Grain Price Increase coming, who will be hurt most?

ReaThere is no doubt grain price will increase next year, the question is how much to or by what percent? I am guessing, it will increase over 33% (1/3). Most of the developing nations are going to pay dearly, specially those that depend on aid like my Ethiopia will experience the crunch. In our region alone all of them are going to experience the effects of it. Uganda, Kenya, Sudan and Djibouti are going to experience the effects of this price increase just as badly, but not as much as we are.

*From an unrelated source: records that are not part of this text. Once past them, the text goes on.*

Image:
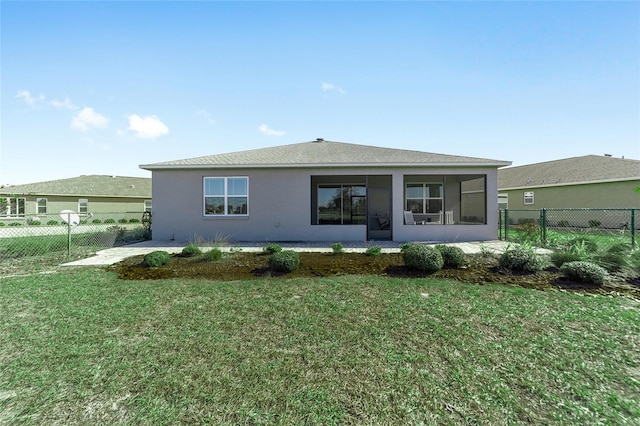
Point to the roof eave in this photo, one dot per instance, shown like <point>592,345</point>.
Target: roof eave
<point>316,165</point>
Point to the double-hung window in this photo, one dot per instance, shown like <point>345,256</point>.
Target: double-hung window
<point>226,196</point>
<point>528,198</point>
<point>12,206</point>
<point>41,206</point>
<point>424,197</point>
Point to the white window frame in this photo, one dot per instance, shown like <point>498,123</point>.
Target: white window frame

GLOBAL: Food could cost more in 2011

Johannesburg, 17 November 2010 (IRIN) - If wheat and maize production do not rise substantially in 2011, global food security could be uncertain for the next two years, the UN Food and Agriculture Organization (FAO) has warned.

Photo: Akmal Dawi/IRIN
Wheat could become even more expensive next year

Wheat and maize prices have shot past their 2009 highs, with FAO adding that international food import bills could surpass one trillion US dollars in 2010. Food imports last topped the trillion dollar mark during the 2007/08 food price crisis.

The organization anticipates that world cereals stocks will shrink by seven percent, with barley declining 35 percent, maize by 12 percent and wheat by 10 percent.

Cereal stocks are not as low as they were in 2007/08, "but we are being slightly alarmist in our outlook to get production figures up next year," said Abdolreza Abbassian, secretary of the Intergovernmental Group on Grains at FAO. "Stocks of yellow maize, which is used largely for animal feed, are getting to the low level they were in 2007/2008."

Six percent more maize will have to be produced in 2011 than in 2010, while wheat stocks need to rise by more than 3.5 percent to ensure the world has enough reserves to tide it over 2011, said the FAO Food Outlook, released on 17 November.

“We not only need to replenish our stocks in 2011 but we need to do better than that to ensure we have stocks to last us in 2012,” said Abbassian. FAO calculations have not taken into account the possibility of unfavourable weather conditions next year.

"We are assuming we will have normal growing conditions, but if we have heavy rains or drought in some of the cereal-producing countries we could be in trouble, or if we have great growing conditions production could go up by more than expected levels," Abbassian said.

Global wheat and barley stocks declined in 2010 as severe drought and fires slashed production in Russia and Ukraine two of the world's largest producers. The news drove up wheat prices by 45 percent and even 80 percent in the second half of 2010, with an export ban imposed by Russia adding impetus. Canada, another major wheat producer, was also hit by bad weather.